C’est aussi ce goût de terroir qu’apprécie, dans le Matin, M. Jean Prudhomme :


« Traité à la française, le sujet de Fanny et ses gens eût fourni une grosse fantaisie à éclats de rire, voire un vaudeville. Du même sujet, un auteur anglais a tiré une comédie nuancée, souriante, à peine ironique. Mais comme on distingue admirablement, au travers des péripéties de l’histoire, les différences essentielles du caractère des deux peuples voisins ! Il serait également impossible de transporter en France l’action de cette pièce et de la faire jouer en Angleterre par des personnages français. Enfin, toute trahison de l’humour britannique réel eût été dangereuse ici. Les deux adaptateurs ont rempli délicieusement leur tâche ; on doit souhaiter que le public les en récompense. »


Dans la Liberté, M. Robert Kemp enregistre la « très agréable soirée » du théâtre Daunou. « Pièce vive et gaie, toute simple et pleine de bonne humeur et quelquefois de bon humour », acquiesce, dans le Temps, M. Pierre Brisson. « Brillante, ingénieuse, mouvementée, attachante et spirituelle, cette œuvre originale a mérité son succès », assure, dans Paris-Soir, M. Paul Reboux.

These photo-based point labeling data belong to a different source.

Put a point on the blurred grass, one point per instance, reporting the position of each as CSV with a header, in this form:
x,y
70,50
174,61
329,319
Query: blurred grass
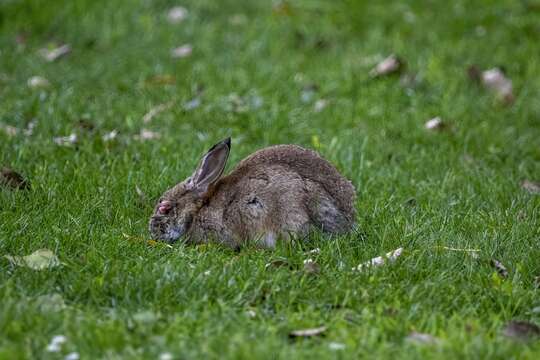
x,y
125,299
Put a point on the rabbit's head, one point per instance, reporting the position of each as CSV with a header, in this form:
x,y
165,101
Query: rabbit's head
x,y
179,206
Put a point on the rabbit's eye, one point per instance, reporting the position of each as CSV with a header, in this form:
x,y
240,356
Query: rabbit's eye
x,y
164,207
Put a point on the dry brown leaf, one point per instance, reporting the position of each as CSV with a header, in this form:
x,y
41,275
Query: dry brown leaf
x,y
435,124
496,80
421,338
13,179
177,14
320,105
156,110
276,263
39,260
38,82
521,330
311,267
66,140
501,269
165,79
391,65
182,51
380,260
531,186
306,333
56,53
192,104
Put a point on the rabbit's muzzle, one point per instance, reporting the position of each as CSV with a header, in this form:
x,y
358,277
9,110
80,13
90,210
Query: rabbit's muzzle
x,y
162,229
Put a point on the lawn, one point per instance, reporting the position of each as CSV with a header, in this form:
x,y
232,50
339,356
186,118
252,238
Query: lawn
x,y
267,73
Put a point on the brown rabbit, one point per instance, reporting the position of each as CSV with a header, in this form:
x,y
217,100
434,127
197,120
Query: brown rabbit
x,y
273,193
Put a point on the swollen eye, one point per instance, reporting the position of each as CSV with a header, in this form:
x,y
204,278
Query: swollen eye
x,y
164,207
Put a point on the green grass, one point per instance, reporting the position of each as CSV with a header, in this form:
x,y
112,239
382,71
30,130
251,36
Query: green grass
x,y
127,299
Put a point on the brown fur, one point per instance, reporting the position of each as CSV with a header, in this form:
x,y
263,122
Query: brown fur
x,y
273,193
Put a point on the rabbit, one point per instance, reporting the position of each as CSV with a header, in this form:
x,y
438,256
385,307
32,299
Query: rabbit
x,y
277,192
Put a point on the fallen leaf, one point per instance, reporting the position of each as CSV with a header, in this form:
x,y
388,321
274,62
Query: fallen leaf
x,y
435,124
420,338
320,105
311,267
156,110
280,262
334,346
146,134
531,186
501,269
496,80
56,53
110,135
166,356
521,330
391,65
13,179
474,73
38,260
192,104
37,82
8,129
85,125
380,260
409,81
307,332
177,14
66,140
50,303
182,51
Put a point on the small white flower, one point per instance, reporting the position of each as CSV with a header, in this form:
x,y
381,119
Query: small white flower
x,y
59,339
182,51
72,356
53,347
177,14
165,356
56,343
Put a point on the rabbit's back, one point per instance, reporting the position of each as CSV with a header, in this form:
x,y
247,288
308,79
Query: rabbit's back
x,y
279,190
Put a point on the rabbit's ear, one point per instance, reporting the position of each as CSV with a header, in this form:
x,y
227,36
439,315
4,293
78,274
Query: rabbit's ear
x,y
211,167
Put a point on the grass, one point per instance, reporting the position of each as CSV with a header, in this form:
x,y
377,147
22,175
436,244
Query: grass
x,y
116,296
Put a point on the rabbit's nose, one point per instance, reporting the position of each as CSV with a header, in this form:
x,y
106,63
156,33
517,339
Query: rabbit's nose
x,y
164,207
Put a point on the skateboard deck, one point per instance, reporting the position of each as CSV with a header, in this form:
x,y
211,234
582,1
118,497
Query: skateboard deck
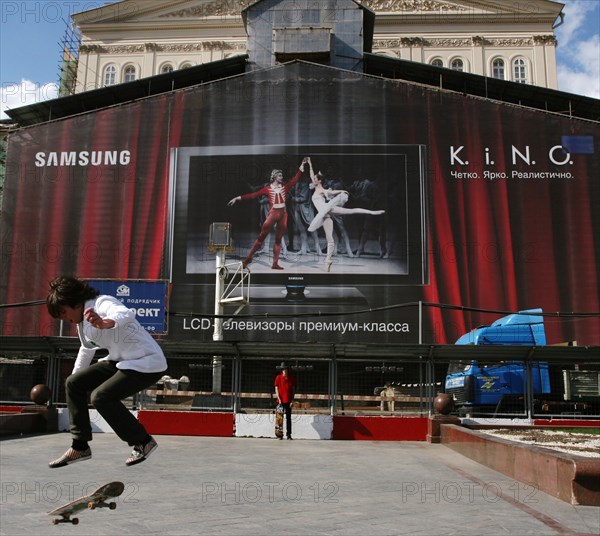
x,y
94,500
279,421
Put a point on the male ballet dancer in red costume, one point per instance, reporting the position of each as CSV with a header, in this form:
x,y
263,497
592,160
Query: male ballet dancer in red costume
x,y
277,193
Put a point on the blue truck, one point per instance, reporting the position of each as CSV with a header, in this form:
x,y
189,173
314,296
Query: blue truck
x,y
473,384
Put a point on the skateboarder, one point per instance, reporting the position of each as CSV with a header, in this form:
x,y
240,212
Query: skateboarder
x,y
134,362
285,386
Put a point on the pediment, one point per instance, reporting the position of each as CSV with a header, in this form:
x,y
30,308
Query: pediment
x,y
134,11
473,8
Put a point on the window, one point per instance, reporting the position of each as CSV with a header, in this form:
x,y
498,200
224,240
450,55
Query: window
x,y
520,71
457,65
129,74
110,76
498,69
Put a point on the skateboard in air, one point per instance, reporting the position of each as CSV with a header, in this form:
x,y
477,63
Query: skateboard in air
x,y
94,500
279,421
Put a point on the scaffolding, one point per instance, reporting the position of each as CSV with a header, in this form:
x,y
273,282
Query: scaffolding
x,y
67,75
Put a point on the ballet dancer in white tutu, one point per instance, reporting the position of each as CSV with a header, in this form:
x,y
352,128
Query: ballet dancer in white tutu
x,y
328,202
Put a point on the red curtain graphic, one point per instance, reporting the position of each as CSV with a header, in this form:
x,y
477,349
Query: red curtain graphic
x,y
504,244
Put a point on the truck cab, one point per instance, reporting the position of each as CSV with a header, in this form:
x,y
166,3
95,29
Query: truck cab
x,y
474,383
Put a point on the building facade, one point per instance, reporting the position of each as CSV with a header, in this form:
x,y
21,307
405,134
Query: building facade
x,y
129,40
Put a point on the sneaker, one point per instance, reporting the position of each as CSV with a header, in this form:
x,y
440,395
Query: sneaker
x,y
141,452
72,456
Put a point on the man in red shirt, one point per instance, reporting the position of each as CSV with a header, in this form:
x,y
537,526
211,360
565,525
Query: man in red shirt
x,y
284,392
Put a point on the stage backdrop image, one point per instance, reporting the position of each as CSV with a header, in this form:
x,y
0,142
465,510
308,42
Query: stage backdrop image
x,y
439,197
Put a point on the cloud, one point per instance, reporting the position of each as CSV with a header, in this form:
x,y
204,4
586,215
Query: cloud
x,y
578,52
15,95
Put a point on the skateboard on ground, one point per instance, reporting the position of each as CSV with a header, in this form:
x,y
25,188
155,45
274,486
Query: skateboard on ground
x,y
94,500
279,421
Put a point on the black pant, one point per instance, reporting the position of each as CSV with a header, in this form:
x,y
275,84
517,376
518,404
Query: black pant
x,y
108,385
287,409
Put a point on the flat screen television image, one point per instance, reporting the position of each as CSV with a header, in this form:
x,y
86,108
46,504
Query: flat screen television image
x,y
379,236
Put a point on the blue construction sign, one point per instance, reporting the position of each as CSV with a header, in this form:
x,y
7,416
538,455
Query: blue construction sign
x,y
148,299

M. Maxime Gérard écrit, dans le Figaro :


« Voilà une pièce fort agréable : une intrigue sans complications inutiles ; des personnages habilement esquissés et qu’on rencontre avec plaisir au cours de ces trois actes. »


M. Nozière, dans l’Avenir, félicite les adaptateurs d’avoir « conservé le ton de l’humour et de s’être gardés d’une sensibilité facile. L’ouvrage est amusant et tendre. »


Dans l’Information, M. Antoine rend justice au « merveilleux tour de main de l’auteur » qui nous à « tenus sous le charme » et à la vérité psychologique des personnages, « établis avec un rare bonheur ».


Enfin, dans Paris-Midi, M. Fortunat Strowski conclut son article en ces termes :


« Quant à moi, je reviendrai au théâtre Daunou, car je m’y suis bien amusé, et aussi pour vous y voir, lecteurs et lectrices. Car aucun de vous n’y manquera, s’il est ami de son plaisir. »

Le cadre où se passent les trois actes de Fanny et ses gens nous a été restitué au théâtre Daunou avec un rare bonheur. L’atmosphère désuète et sévère du manoir anglais est aussitôt créée par le décor et l’ameublement de haut style de MM. André Boll et Victor Linton, comme par la mise en scène experte de M. Edmond Roze.

L’interprétation a été impeccable. Mme Jane Renouardt est la plus exquise des Fanny : elle a la grâce, le charme, le naturel, la vivacité, l’émotion sensible, l’autorité et, dans sa robe de grand’mère du deuxième acte, elle est une ravissanté apparition. Ce sont aussi deux savoureuses figures de vieille gravure anglaise qu’ont dessinées, avec autant d’art caricatural que de délicatesse, Mme Jeanne Fusier-Gir et sa sœur Mlle Berthe Fusier, et les autres silhouettes plaisantes n’ont pas été esquissées moins spirituellement par Mlle Degaral et Mlle Valois, ou par le bataillon de girls que conduit Mlle Tamary.

Mais il faut louer particulièrement la composition que M. Constant Rémy a faite de Martin Bennett : sa dignité, son impassibilité sont du meilleur comique. M. Fernnd Gravey est un Vernon juvénile et sympathique. M. Paul Amiot un impressario plein de vie et d’aisance, M. Lucien Dayle un affable docteur et M. Jean Hubert a des mines ahuries fort drôles.